Chapter 27
Once the rain clears after our late dinner of SpaghettiOs, I take Winnie to the pet store in Marnmouth. She picks pink rocks, a big glass bowl and a little figurine set of a couch and a coffee table.
By the time we get back home, the fish is still kicking. We change his bowl and move him into his “new place” as Winnie calls it.
I go through the motions because all I can think about is that kiss. It lived on my lips as I followed Winnie around the aisles of the pet store. Nodding along as she explained each of her choices of tank decor.
I should be slamming on the brakes, reminding myself I’m here to focus on Lauren, but when Tanner shows back up at my door, showered and smelling like I need to run my hand through his hair and down his shirt, I have a feeling it’s over for me.
He has two bags filled with ice cream in his hands and all I can think about is when I am going to get to kiss him again.
“Alright. Mom said you guys like chocolate. So, I brought options, including one of my favorites.” Tanner lifts out a carton of Ben and Jerry’s.
“It’s called Phish Food, but it’s not actually fish food, nor is there any fish in it,” he says to Winnie, but I can hear the genuine reassurance in his voice as I stifle a laugh.
“I also got these in case you didn’t like the sound of that one.
Oh, and a bag of frozen peas. You know, to be a little healthy. ”
He unloads the bags onto the counter while Winnie looks on with an expression I can only describe as awestruck. He has bought more Ben and Jerry pints than three people could, or should, eat. He even brought toppings. Marshmallows, fudge, chocolate shell, cherries, and whipped cream.
“I was hoping that if you weren’t feeling good, this would cheer you up. And if you were feeling better, then you would enjoy it even more. Which one do you want?”
She points at the Phish Food. “Me and Fish-Tanner can match.”
Tanner looks over to the fishbowl, and his eyes widen with what looks like genuine excitement. “Fred, did you give his place a makeover?”

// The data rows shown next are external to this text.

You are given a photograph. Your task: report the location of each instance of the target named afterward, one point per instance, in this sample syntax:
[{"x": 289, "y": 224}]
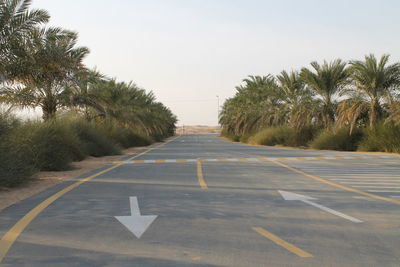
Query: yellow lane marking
[
  {"x": 11, "y": 236},
  {"x": 322, "y": 180},
  {"x": 200, "y": 176},
  {"x": 279, "y": 241},
  {"x": 327, "y": 159}
]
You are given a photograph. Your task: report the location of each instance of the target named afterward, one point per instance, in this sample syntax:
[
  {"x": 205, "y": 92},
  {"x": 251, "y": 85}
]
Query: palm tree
[
  {"x": 327, "y": 80},
  {"x": 81, "y": 94},
  {"x": 50, "y": 63},
  {"x": 16, "y": 22},
  {"x": 374, "y": 83},
  {"x": 297, "y": 103}
]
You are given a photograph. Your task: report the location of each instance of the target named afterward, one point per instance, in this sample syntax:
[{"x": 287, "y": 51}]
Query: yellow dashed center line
[
  {"x": 200, "y": 176},
  {"x": 279, "y": 241}
]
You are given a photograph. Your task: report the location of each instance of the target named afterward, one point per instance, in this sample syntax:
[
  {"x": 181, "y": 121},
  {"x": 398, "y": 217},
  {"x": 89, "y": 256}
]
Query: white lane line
[
  {"x": 306, "y": 199},
  {"x": 372, "y": 183},
  {"x": 384, "y": 191},
  {"x": 311, "y": 158},
  {"x": 377, "y": 187},
  {"x": 367, "y": 179}
]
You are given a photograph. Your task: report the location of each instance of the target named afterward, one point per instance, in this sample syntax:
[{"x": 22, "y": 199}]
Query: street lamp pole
[{"x": 218, "y": 109}]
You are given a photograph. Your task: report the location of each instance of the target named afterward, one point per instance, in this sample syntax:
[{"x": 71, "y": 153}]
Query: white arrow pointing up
[
  {"x": 306, "y": 199},
  {"x": 136, "y": 223}
]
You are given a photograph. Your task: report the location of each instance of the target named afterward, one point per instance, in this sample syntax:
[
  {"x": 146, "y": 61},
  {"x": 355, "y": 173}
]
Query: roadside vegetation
[
  {"x": 84, "y": 112},
  {"x": 336, "y": 105}
]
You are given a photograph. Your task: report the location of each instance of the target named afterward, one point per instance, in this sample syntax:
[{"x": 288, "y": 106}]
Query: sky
[{"x": 188, "y": 52}]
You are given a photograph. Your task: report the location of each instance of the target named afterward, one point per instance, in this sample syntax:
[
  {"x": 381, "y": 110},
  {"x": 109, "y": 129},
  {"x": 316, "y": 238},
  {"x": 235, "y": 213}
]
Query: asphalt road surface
[{"x": 198, "y": 200}]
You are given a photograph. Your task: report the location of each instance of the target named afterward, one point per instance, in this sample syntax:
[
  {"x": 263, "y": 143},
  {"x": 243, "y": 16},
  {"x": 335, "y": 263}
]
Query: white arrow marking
[
  {"x": 136, "y": 223},
  {"x": 306, "y": 199}
]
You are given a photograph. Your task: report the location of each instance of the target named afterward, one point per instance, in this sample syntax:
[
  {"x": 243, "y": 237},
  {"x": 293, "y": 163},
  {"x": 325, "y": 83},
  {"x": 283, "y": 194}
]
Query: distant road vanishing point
[{"x": 197, "y": 200}]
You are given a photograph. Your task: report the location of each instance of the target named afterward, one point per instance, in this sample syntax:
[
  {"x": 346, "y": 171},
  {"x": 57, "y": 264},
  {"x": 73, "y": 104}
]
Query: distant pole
[{"x": 218, "y": 109}]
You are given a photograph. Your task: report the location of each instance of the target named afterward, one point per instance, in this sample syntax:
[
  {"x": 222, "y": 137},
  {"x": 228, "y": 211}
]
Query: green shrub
[
  {"x": 384, "y": 138},
  {"x": 123, "y": 136},
  {"x": 16, "y": 166},
  {"x": 282, "y": 135},
  {"x": 93, "y": 141},
  {"x": 340, "y": 139},
  {"x": 230, "y": 136},
  {"x": 52, "y": 144}
]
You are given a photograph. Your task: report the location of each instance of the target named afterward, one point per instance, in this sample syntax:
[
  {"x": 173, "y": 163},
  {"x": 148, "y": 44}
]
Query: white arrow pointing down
[
  {"x": 306, "y": 199},
  {"x": 136, "y": 223}
]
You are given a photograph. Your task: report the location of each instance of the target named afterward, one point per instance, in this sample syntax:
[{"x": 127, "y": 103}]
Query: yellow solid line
[
  {"x": 11, "y": 236},
  {"x": 322, "y": 180},
  {"x": 279, "y": 241},
  {"x": 200, "y": 176}
]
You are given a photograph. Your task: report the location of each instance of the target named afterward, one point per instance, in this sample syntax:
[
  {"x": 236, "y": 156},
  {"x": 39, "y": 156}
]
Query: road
[{"x": 214, "y": 203}]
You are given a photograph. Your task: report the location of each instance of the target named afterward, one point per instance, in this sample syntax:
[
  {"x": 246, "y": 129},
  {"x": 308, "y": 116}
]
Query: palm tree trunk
[
  {"x": 49, "y": 110},
  {"x": 373, "y": 114}
]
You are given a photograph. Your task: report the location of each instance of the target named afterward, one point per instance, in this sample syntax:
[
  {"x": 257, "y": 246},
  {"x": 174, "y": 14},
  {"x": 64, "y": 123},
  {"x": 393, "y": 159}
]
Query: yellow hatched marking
[
  {"x": 322, "y": 180},
  {"x": 279, "y": 241},
  {"x": 302, "y": 158},
  {"x": 11, "y": 236},
  {"x": 200, "y": 176}
]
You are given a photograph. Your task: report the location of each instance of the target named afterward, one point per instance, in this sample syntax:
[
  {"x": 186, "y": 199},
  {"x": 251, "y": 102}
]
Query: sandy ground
[
  {"x": 198, "y": 129},
  {"x": 45, "y": 180}
]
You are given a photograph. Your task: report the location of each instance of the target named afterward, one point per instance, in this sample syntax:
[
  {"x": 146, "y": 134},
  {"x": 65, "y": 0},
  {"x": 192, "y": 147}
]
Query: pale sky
[{"x": 189, "y": 51}]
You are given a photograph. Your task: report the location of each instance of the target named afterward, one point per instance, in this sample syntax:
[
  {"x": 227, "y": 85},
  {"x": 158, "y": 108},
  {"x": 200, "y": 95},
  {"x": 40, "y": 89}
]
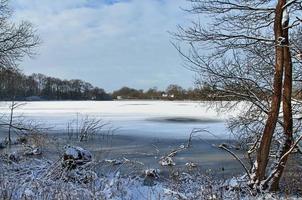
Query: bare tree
[
  {"x": 16, "y": 40},
  {"x": 245, "y": 52}
]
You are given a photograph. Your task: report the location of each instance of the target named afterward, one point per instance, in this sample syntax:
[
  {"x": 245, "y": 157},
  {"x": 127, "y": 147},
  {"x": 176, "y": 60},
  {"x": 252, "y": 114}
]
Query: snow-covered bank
[
  {"x": 167, "y": 119},
  {"x": 32, "y": 178}
]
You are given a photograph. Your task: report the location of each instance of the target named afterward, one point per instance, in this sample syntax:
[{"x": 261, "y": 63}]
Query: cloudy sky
[{"x": 110, "y": 43}]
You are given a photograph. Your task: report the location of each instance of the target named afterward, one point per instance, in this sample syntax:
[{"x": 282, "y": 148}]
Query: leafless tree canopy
[
  {"x": 16, "y": 39},
  {"x": 251, "y": 50}
]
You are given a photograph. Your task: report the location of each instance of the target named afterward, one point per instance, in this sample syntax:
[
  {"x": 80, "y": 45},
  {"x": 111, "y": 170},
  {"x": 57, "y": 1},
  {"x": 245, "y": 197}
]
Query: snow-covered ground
[{"x": 145, "y": 118}]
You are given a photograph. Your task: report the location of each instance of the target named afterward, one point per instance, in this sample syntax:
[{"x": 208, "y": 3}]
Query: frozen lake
[{"x": 158, "y": 119}]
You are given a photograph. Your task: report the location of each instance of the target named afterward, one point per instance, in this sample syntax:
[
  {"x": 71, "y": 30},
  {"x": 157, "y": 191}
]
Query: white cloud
[{"x": 107, "y": 44}]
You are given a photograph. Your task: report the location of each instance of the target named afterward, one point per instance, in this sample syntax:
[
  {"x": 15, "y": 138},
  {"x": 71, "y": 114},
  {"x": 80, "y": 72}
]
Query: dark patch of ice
[{"x": 184, "y": 120}]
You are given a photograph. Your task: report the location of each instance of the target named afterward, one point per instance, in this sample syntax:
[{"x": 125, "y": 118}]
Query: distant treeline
[
  {"x": 172, "y": 92},
  {"x": 14, "y": 84}
]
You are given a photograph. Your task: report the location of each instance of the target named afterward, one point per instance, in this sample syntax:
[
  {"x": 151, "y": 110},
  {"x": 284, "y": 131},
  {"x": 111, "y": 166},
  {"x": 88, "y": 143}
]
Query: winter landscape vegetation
[{"x": 219, "y": 115}]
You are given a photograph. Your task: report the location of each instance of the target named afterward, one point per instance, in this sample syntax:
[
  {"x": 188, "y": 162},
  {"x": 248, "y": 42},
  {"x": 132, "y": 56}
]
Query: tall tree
[{"x": 244, "y": 51}]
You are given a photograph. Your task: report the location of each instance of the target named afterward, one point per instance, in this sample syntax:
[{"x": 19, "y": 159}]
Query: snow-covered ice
[{"x": 165, "y": 119}]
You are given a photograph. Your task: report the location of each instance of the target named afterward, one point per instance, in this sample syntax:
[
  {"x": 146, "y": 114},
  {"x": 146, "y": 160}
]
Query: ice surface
[{"x": 145, "y": 118}]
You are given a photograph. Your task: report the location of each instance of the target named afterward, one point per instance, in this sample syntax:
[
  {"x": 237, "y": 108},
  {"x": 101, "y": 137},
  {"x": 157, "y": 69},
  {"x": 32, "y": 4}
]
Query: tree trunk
[
  {"x": 287, "y": 111},
  {"x": 265, "y": 143}
]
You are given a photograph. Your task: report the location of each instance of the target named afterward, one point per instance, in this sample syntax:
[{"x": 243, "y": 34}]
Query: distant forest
[{"x": 16, "y": 85}]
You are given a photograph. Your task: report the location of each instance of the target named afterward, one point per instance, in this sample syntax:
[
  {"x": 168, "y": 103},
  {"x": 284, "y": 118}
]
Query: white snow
[{"x": 132, "y": 117}]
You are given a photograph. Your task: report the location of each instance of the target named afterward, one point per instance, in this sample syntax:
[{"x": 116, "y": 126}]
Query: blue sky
[{"x": 110, "y": 43}]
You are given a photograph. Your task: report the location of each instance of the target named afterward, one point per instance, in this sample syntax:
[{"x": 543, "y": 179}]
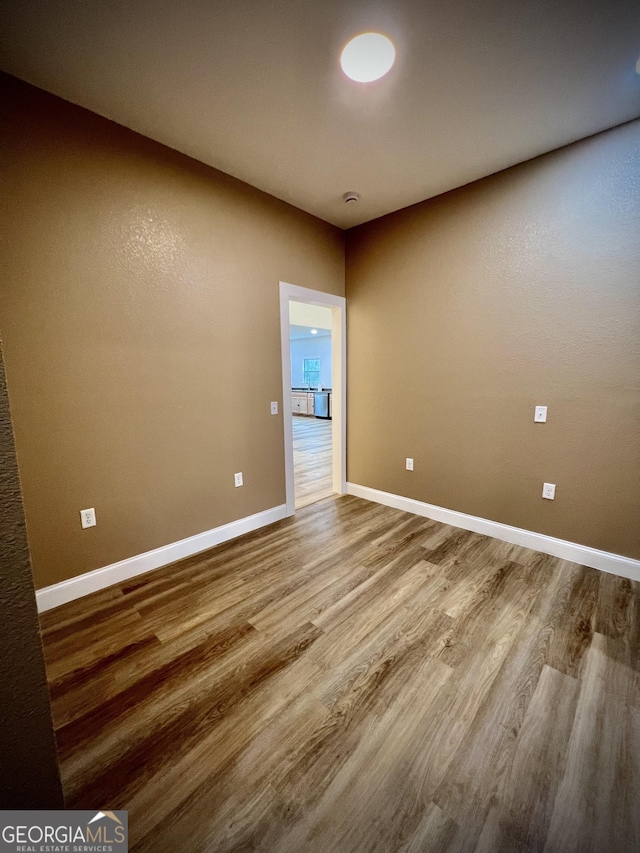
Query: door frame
[{"x": 338, "y": 305}]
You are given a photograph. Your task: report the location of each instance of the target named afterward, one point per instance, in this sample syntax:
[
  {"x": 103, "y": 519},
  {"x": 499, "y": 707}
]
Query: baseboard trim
[
  {"x": 604, "y": 561},
  {"x": 60, "y": 593}
]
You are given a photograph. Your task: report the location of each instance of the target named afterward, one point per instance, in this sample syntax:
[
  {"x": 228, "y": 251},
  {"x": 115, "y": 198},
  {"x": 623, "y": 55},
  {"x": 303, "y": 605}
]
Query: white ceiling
[
  {"x": 253, "y": 87},
  {"x": 297, "y": 333}
]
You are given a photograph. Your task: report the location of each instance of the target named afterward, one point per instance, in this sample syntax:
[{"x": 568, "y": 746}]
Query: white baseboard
[
  {"x": 61, "y": 593},
  {"x": 603, "y": 560}
]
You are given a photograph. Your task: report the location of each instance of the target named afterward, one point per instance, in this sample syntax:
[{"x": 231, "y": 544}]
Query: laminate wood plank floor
[
  {"x": 312, "y": 460},
  {"x": 355, "y": 679}
]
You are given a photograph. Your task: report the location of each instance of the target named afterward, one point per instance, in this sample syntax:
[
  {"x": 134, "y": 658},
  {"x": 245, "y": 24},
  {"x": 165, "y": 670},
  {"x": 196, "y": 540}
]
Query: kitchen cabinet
[{"x": 299, "y": 404}]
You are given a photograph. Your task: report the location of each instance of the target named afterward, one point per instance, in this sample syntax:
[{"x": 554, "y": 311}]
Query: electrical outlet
[
  {"x": 540, "y": 415},
  {"x": 88, "y": 518}
]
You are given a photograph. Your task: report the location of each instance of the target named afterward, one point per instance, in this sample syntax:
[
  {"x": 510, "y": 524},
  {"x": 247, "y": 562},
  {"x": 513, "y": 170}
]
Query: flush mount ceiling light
[{"x": 368, "y": 57}]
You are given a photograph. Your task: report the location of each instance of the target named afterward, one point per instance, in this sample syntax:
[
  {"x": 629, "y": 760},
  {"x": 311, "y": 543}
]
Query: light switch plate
[
  {"x": 88, "y": 518},
  {"x": 540, "y": 416}
]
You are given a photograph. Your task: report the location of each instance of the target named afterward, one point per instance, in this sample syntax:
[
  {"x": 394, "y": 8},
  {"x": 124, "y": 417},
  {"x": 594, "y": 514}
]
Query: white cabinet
[{"x": 302, "y": 403}]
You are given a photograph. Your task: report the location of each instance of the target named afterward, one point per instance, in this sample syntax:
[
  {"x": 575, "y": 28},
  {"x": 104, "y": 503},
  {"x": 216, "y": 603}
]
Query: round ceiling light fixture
[{"x": 368, "y": 57}]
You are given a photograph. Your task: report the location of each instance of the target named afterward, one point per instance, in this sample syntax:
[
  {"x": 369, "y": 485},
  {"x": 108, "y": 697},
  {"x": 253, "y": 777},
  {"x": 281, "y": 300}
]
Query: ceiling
[
  {"x": 254, "y": 87},
  {"x": 297, "y": 333}
]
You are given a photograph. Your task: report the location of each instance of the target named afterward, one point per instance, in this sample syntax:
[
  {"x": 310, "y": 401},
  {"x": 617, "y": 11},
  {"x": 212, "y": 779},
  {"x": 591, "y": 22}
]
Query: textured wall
[
  {"x": 29, "y": 776},
  {"x": 140, "y": 314},
  {"x": 468, "y": 310}
]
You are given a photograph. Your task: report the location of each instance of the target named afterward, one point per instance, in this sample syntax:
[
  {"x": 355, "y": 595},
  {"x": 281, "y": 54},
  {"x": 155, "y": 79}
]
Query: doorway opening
[{"x": 313, "y": 330}]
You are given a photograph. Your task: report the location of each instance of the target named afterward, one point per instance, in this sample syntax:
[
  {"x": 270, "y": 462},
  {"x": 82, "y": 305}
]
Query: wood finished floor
[
  {"x": 312, "y": 467},
  {"x": 356, "y": 678}
]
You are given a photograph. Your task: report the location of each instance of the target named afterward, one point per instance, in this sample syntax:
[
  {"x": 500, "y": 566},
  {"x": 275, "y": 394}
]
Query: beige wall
[
  {"x": 140, "y": 317},
  {"x": 466, "y": 311},
  {"x": 29, "y": 776}
]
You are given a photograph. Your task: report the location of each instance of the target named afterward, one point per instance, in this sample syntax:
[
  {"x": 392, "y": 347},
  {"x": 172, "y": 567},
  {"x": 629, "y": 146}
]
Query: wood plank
[{"x": 355, "y": 678}]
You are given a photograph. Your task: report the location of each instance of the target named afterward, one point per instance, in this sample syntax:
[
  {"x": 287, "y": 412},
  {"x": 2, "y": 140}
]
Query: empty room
[{"x": 320, "y": 425}]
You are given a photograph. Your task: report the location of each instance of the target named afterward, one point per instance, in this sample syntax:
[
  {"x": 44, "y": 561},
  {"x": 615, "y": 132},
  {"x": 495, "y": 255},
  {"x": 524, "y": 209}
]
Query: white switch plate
[
  {"x": 88, "y": 518},
  {"x": 540, "y": 416}
]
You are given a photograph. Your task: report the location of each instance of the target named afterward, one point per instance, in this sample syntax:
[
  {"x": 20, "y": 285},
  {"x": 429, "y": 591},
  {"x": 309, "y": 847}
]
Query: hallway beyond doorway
[{"x": 311, "y": 460}]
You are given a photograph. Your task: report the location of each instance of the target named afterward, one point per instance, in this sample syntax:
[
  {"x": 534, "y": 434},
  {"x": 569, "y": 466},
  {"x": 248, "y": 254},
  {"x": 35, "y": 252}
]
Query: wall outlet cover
[{"x": 540, "y": 415}]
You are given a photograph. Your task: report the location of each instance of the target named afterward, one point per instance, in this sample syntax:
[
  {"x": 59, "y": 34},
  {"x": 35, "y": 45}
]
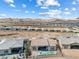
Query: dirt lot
[{"x": 68, "y": 54}]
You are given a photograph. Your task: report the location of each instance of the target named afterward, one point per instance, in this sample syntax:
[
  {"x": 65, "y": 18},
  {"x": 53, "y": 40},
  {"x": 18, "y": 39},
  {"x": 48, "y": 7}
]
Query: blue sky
[{"x": 39, "y": 8}]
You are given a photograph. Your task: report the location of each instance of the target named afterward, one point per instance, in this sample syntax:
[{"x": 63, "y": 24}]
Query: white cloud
[
  {"x": 24, "y": 6},
  {"x": 67, "y": 13},
  {"x": 53, "y": 13},
  {"x": 9, "y": 1},
  {"x": 26, "y": 11},
  {"x": 66, "y": 9},
  {"x": 74, "y": 2},
  {"x": 12, "y": 5},
  {"x": 47, "y": 3},
  {"x": 43, "y": 14},
  {"x": 3, "y": 15},
  {"x": 17, "y": 10},
  {"x": 74, "y": 9},
  {"x": 30, "y": 0},
  {"x": 33, "y": 11}
]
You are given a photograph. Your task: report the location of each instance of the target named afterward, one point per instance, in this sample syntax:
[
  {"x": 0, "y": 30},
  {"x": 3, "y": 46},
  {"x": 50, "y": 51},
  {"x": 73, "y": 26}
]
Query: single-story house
[
  {"x": 69, "y": 42},
  {"x": 12, "y": 46},
  {"x": 43, "y": 46}
]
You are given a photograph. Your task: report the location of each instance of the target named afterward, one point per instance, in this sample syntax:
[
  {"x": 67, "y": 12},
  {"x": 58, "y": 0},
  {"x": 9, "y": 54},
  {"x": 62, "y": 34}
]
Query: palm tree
[{"x": 27, "y": 50}]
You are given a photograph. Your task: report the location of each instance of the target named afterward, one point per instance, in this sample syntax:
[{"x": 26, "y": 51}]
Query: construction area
[{"x": 45, "y": 42}]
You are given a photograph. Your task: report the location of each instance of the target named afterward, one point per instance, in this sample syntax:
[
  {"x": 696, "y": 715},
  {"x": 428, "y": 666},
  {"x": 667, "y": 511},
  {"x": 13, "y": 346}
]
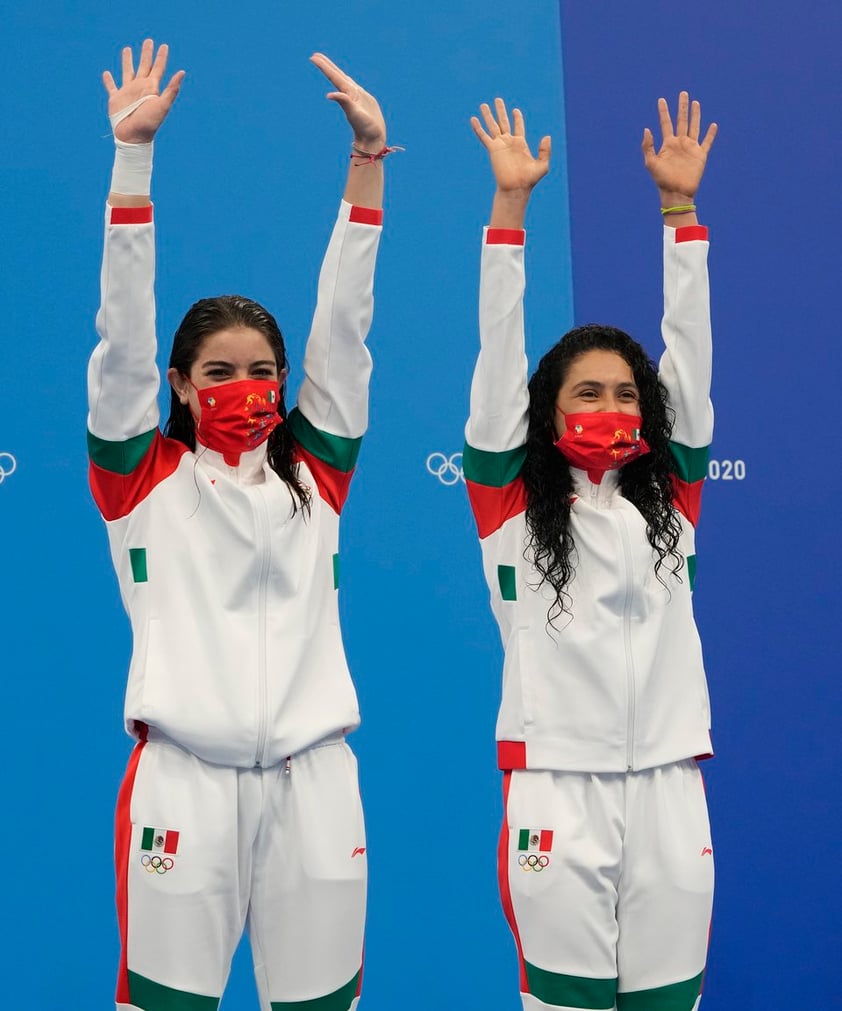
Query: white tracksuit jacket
[
  {"x": 621, "y": 686},
  {"x": 238, "y": 654}
]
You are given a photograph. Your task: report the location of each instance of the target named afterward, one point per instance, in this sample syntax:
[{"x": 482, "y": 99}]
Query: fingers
[
  {"x": 695, "y": 120},
  {"x": 490, "y": 121},
  {"x": 480, "y": 132},
  {"x": 648, "y": 145},
  {"x": 502, "y": 115},
  {"x": 145, "y": 64},
  {"x": 127, "y": 66},
  {"x": 335, "y": 75},
  {"x": 170, "y": 93},
  {"x": 710, "y": 136},
  {"x": 664, "y": 118},
  {"x": 160, "y": 64},
  {"x": 681, "y": 115}
]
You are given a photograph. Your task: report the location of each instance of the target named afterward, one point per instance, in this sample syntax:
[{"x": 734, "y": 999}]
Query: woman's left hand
[
  {"x": 360, "y": 108},
  {"x": 678, "y": 166}
]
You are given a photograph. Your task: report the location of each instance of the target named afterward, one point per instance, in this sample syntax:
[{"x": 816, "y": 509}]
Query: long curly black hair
[
  {"x": 207, "y": 316},
  {"x": 645, "y": 481}
]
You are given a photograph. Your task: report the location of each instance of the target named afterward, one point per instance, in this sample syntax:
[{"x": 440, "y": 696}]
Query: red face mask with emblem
[
  {"x": 238, "y": 417},
  {"x": 601, "y": 440}
]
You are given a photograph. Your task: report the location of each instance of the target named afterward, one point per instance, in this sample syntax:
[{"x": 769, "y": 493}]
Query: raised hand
[
  {"x": 142, "y": 124},
  {"x": 678, "y": 166},
  {"x": 360, "y": 108},
  {"x": 515, "y": 167}
]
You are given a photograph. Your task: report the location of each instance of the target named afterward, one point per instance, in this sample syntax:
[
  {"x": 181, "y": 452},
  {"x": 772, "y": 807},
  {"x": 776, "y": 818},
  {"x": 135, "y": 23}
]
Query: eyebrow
[
  {"x": 601, "y": 385},
  {"x": 266, "y": 361}
]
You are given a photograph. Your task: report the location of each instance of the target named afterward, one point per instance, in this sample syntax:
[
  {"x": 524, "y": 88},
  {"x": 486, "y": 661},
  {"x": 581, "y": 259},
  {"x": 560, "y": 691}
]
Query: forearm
[
  {"x": 334, "y": 395},
  {"x": 669, "y": 198},
  {"x": 364, "y": 186},
  {"x": 685, "y": 366},
  {"x": 499, "y": 399}
]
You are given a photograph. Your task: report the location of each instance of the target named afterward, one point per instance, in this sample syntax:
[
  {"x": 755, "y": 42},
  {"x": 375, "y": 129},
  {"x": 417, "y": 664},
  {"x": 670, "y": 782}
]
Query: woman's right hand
[
  {"x": 142, "y": 124},
  {"x": 515, "y": 168}
]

Winnie nods feverishly, popping up and down. “Yep. And now he has a couch to watch shows with us. And pink rocks.”
“It looks like a great place to call home.” He gives her a wink. “What toppings do you want?”
“All of them.” She smiles, and he doesn’t miss a beat. He scoops and pours every option onto her now overflowing bowl before she finds her spot on the couch.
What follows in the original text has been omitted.